DPRD Balangan Soroti Rendahnya Serapan Anggaran dalam Paripurna LKPj 2025

PARINGIN, ONENEWSKALSEL – DPRD Kabupaten Balangan menggelar rapat paripurna dalam rangka penyampaian rekomendasi terhadap Laporan Keterangan Pertanggungjawaban (LKPj) Kepala Daerah Tahun Anggaran 2025, Rabu (29/4/2026).

Dalam rapat tersebut, DPRD menyoroti masih rendahnya realisasi anggaran pada sejumlah kegiatan. Bahkan, terdapat program dengan tingkat serapan di bawah 70 persen, hingga kurang dari 50 persen.

Kondisi tersebut dinilai mencerminkan belum optimalnya pelaksanaan program di beberapa sektor. Di sisi lain, masih terdapat bidang yang justru mengalami kekurangan alokasi anggaran.

Selain itu, DPRD juga menemukan adanya penganggaran yang tidak sepenuhnya sesuai kebutuhan, terutama pada belanja pegawai seperti gaji dan tunjangan. Hal ini dinilai turut berkontribusi terhadap tingginya Sisa Lebih Perhitungan Anggaran (Silpa). Bahkan, terdapat kegiatan yang telah mencapai target 100 persen, namun masih menyisakan anggaran, yang mengindikasikan belum maksimalnya proses verifikasi oleh Tim Anggaran Pemerintah Daerah (TAPD).

Meski demikian, DPRD Balangan tetap memberikan apresiasi kepada Pemerintah Kabupaten Balangan karena sekitar 90 persen rekomendasi DPRD tahun 2024 telah ditindaklanjuti.

Secara umum, DPRD menilai tingginya Silpa di sejumlah Satuan Kerja Perangkat Daerah (SKPD), khususnya pada belanja pegawai, berdampak pada kurang optimalnya pelaksanaan program di sektor lainnya.

DPRD juga menyoroti belum optimalnya pemanfaatan anggaran perubahan. Masih terdapat kegiatan yang tidak disesuaikan, meskipun telah diprediksi tidak akan terserap secara maksimal.

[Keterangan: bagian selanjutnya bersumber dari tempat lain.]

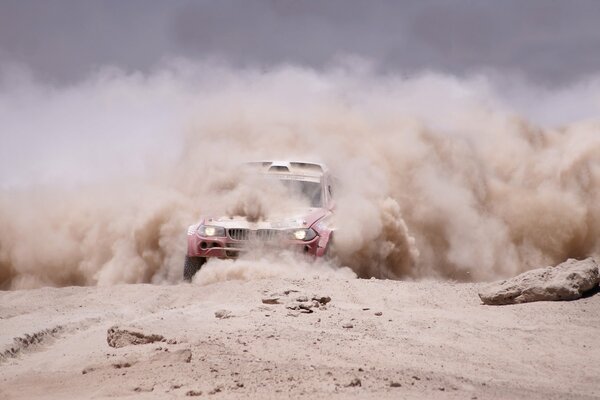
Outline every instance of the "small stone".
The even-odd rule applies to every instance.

Dalam rekomendasinya, DPRD mendorong peningkatan pelayanan kesehatan dan kualitas sumber daya manusia (SDM) tenaga kesehatan. Selain itu, pembangunan infrastruktur pertanian seperti irigasi dan jalan usaha tani, serta pemerataan pembangunan jalan antardesa juga menjadi perhatian.

Di bidang ekonomi, DPRD menekankan pentingnya penguatan usaha mikro, kecil, dan menengah (UMKM) serta Badan Usaha Milik Desa (BUMDes), menjaga stabilitas harga pangan, serta memastikan ketersediaan pupuk dan bibit bagi petani. Sementara pada sektor pariwisata, DPRD mendorong optimalisasi destinasi wisata dan pelestarian cagar budaya, termasuk Benteng Tundakan.

Baca Juga  Bank Kalsel Gelar Donor Darah Sambut HUT ke-62, Sediakan Layanan Kesehatan Gratis

DPRD Balangan juga mengingatkan pentingnya peningkatan kualitas pelayanan publik, kemudahan investasi, penguatan tenaga kerja lokal, serta penanganan persoalan lingkungan, khususnya pengelolaan sampah yang masih menjadi tantangan di daerah.

“Melalui rekomendasi ini, kami berharap Pemerintah Kabupaten Balangan dapat meningkatkan efektivitas dan efisiensi pengelolaan anggaran, serta memperkuat pembangunan di berbagai sektor demi kesejahteraan masyarakat,” ujar H. Bustani, perwakilan yang membacakan rekomendasi DPRD Balangan terhadap LKPj Kepala Daerah Tahun Anggaran 2025.

Paragraf tambahan penutup pertama untuk penguatan konteks dan kesinambungan kebijakan daerah dalam menindaklanjuti rekomendasi DPRD secara berkelanjutan diharapkan mampu mendorong perbaikan tata kelola pemerintahan yang lebih akuntabel dan responsif terhadap kebutuhan masyarakat.

Paragraf tambahan penutup kedua sebagai penegasan bahwa sinergi antara legislatif dan eksekutif menjadi kunci dalam memastikan setiap program pembangunan berjalan efektif, tepat sasaran, serta memberikan dampak nyata bagi kesejahteraan masyarakat Balangan.